AIM  To investigate the expression and significance of miR-206 in pulmonary hypertension.

  METHODS  Rat model of pulmonary hypertension was established. After 1, 7, 14, 21 and 28 days of hypoxia exposure, the right lower lobe tissue and peripheral blood of the rats were extracted. The expression of miR-206 was detected by real-time quantitative PCR. The primary PASMC was isolated, miR-206 mimics transfected were exposed to hypoxia and cell proliferation was detected. By bioinformatics analysis, hypoxia-inducible factor-1α (HIF-1α) was selected as a candidate gene for miR-206 and dual luciferase reporter assay was used to verify whether miR-206 could directly regulate HIF-1α. After co-transfection with miR-206mimics and HIF-1α over-expression plasmid, the proliferation of PASMC cells was detected.
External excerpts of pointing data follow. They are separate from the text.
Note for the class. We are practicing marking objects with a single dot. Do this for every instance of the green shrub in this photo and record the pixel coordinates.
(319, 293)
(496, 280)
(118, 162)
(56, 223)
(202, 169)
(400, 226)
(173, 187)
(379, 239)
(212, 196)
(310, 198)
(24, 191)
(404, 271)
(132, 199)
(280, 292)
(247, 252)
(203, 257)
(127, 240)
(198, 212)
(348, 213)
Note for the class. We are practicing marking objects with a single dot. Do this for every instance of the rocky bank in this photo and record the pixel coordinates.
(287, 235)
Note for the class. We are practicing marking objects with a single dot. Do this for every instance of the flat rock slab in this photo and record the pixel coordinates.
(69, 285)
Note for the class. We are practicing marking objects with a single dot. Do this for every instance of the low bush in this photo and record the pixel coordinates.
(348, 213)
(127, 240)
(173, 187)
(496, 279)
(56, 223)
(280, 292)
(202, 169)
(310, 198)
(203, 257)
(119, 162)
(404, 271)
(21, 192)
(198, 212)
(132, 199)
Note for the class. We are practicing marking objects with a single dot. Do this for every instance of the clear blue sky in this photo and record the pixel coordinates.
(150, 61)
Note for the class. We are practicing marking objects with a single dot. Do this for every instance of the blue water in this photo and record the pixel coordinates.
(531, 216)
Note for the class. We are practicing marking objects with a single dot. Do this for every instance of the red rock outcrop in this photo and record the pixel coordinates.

  RESULTS  The expression of miR-206 in rat lung tissue decreased after hypoxia exposure (P < 0.05) and serum miR-206 was also significantly decreased (P < 0.05). The expression of miR-206 in isolated cultured PASMC was significantly decreased (P < 0.05) and the proliferation of PASMC was significantly increased when miR-206 was lowly expressed (P < 0.05). The transfection of miR-206 mimics could antagonize the proliferation of PASMC induced by hypoxia exposure (P < 0.05). Bioinformatics found that the 3' untranslated region (3'UTR) of HIF-1α had a binding site for miR-206. In the luciferase report, the gene activity of PASMC co-transfected with miR-206 and HIF-1α (wild type 3'UTR) was significantly down-regulated (P < 0.05). After co-transfection of miR-206 mimics, the cell proliferation induced by up-regulation of HIF-1α was reversed (P < 0.05).

  CONCLUSION  Hypoxia-induced down-regulation of miR-206 promotes PH by targeting the HIF-1α pathway in PASMC and miR-206 may be a trigger for hypoxia-induced PH early stage.